Usually when we grab a quick meal, we opt for something like Chick-Fil-A or Wendy's. But Burger King was the best option for us that night.
Now, we live in a particular area of town that is not recognized for its affluent neighborhoods, shopping district or design for outdoor activities. Berclair is a fairly low-income neighborhood and the houses, cars, strip malls and road conditions generally reflect that. Our local Burger King is no exception.
On one occasion, after we had just bought our house and were spending every weekend down here repainting the trim and walls before we moved in, we ate at our local BK and when we asked for ketchup were told they were all out.
Rich said (to me and not to our drive-through employee) "How can you be out of ketchup? You're a fast food restaurant! It's morally irresponsible for you to be out of ketchup!"
Apparently, whoever is in charge of inventory and ordering has a really difficult time with the concept of supply and demand, because when we went there a few nights ago, not only were they out of ketchup (again), but side salads (which was the one menu item that made us decide to eat there that night), Coca Cola, AND Sprite.
Now, I'm not really complaining. It is a privilege to be able to eat out, to have the resources and the luxury to not have to cook for yourself.
But I just can't believe that a store that consistently runs out of staple menu items is still in business.

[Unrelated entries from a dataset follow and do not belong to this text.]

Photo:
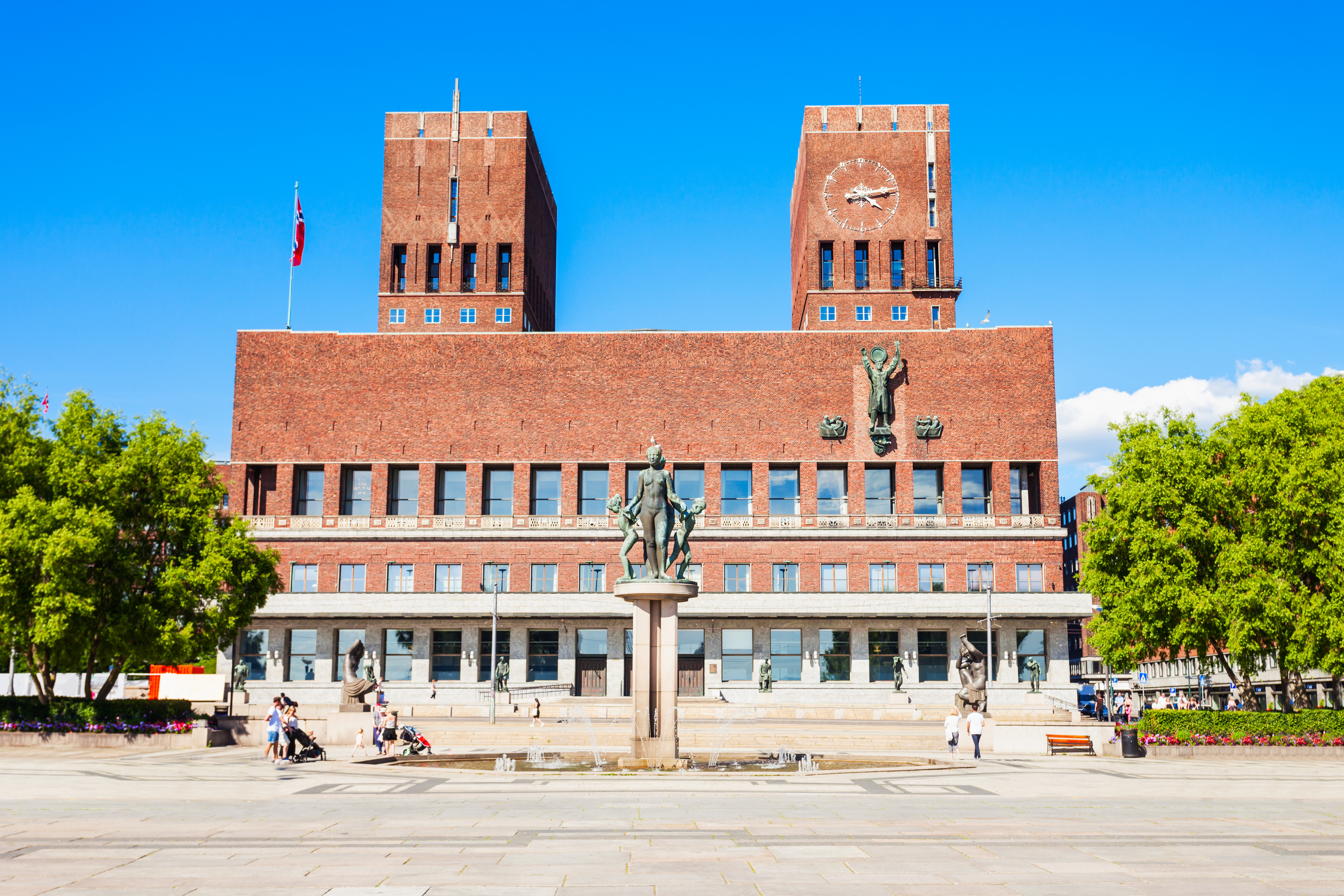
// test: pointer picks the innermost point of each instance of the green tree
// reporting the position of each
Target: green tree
(113, 554)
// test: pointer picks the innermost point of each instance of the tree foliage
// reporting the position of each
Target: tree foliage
(112, 550)
(1226, 545)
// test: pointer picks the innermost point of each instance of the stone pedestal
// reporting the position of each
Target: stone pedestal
(654, 666)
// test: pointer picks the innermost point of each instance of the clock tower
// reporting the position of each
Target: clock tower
(871, 219)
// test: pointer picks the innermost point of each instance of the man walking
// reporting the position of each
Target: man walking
(976, 727)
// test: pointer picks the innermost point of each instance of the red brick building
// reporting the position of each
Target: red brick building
(400, 473)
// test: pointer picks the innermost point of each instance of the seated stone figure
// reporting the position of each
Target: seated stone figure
(355, 686)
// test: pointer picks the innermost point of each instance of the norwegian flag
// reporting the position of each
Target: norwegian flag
(296, 256)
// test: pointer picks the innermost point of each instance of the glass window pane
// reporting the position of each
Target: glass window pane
(592, 643)
(690, 643)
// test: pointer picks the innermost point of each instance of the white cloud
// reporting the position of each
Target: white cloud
(1085, 442)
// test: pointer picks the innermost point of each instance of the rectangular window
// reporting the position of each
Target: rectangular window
(1031, 645)
(1030, 577)
(452, 493)
(932, 577)
(543, 578)
(546, 492)
(308, 492)
(357, 492)
(483, 666)
(1022, 490)
(980, 577)
(877, 491)
(503, 265)
(737, 655)
(689, 483)
(928, 483)
(784, 492)
(256, 652)
(405, 492)
(861, 265)
(499, 492)
(445, 663)
(303, 578)
(448, 578)
(884, 649)
(593, 578)
(833, 491)
(433, 258)
(933, 656)
(400, 268)
(303, 655)
(975, 491)
(353, 578)
(401, 578)
(736, 492)
(835, 655)
(397, 655)
(543, 656)
(593, 487)
(835, 577)
(493, 573)
(737, 577)
(787, 655)
(470, 269)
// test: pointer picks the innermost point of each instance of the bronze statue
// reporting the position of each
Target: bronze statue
(1034, 668)
(879, 377)
(357, 684)
(971, 664)
(652, 498)
(681, 541)
(626, 519)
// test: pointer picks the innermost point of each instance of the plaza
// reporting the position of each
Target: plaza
(221, 823)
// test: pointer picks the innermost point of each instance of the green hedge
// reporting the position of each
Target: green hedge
(1238, 723)
(87, 712)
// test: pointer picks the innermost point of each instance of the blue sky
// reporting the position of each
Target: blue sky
(1160, 182)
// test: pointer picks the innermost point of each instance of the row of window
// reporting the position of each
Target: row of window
(896, 271)
(464, 316)
(736, 491)
(737, 577)
(472, 276)
(737, 653)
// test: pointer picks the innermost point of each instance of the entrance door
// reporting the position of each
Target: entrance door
(690, 676)
(592, 675)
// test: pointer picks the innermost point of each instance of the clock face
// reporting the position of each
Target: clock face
(861, 195)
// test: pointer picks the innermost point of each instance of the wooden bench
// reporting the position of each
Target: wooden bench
(1069, 743)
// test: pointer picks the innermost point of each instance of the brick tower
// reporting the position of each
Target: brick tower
(871, 219)
(468, 225)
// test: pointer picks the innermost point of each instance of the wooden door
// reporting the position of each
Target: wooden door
(592, 675)
(690, 676)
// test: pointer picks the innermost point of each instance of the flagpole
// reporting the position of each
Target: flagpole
(290, 308)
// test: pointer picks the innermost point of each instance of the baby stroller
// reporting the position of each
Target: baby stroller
(416, 742)
(304, 746)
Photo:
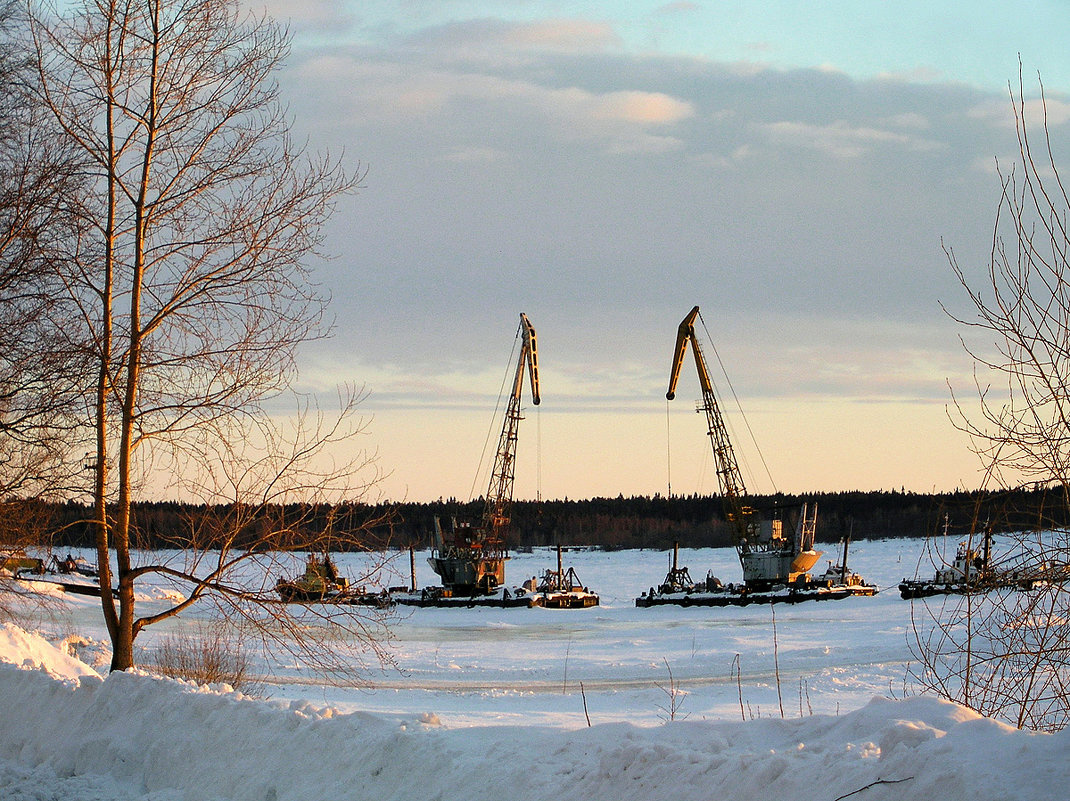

We often find that in the south, things can be done half-assed and it's "good enough for here".
I really hate that attitude.
As my mind tends to do, this experience led me to once again consider the affect of poverty on a community. I think in most other neighborhoods, a fast food restaurant would be shut down for such flimsy operating. But in Berclair, they can get away with it because it's "good enough". People don't really complain, they just accept that it's just "that way", and unfortunately it applies to more than just a meal out.
Our local grocery store just sucks. I'm torn because I want to support our community and put money back in to it by purchasing locally (although, driving 5 miles to the very wealthy and upscale sister store in the Jewish community could still be considered local) but they rarely have everything I shop for, and I don't shop for much. Our local store seems to get the last of the produce from the warehouse, and stocks most of what we don't need. I'd like to take it up with managment but they really don't seem to care. And, sad to say, it's easier to just drive 5 miles away to the store that is always shiny and clean, and always staffed with employees who greet you, smile at you, acknowledge you and help you.
It's hard to believe that two of the same stores can be so drastically different just because of their geographical location, and hard to believe that in a matter of a few miles the economic gap can be so wide.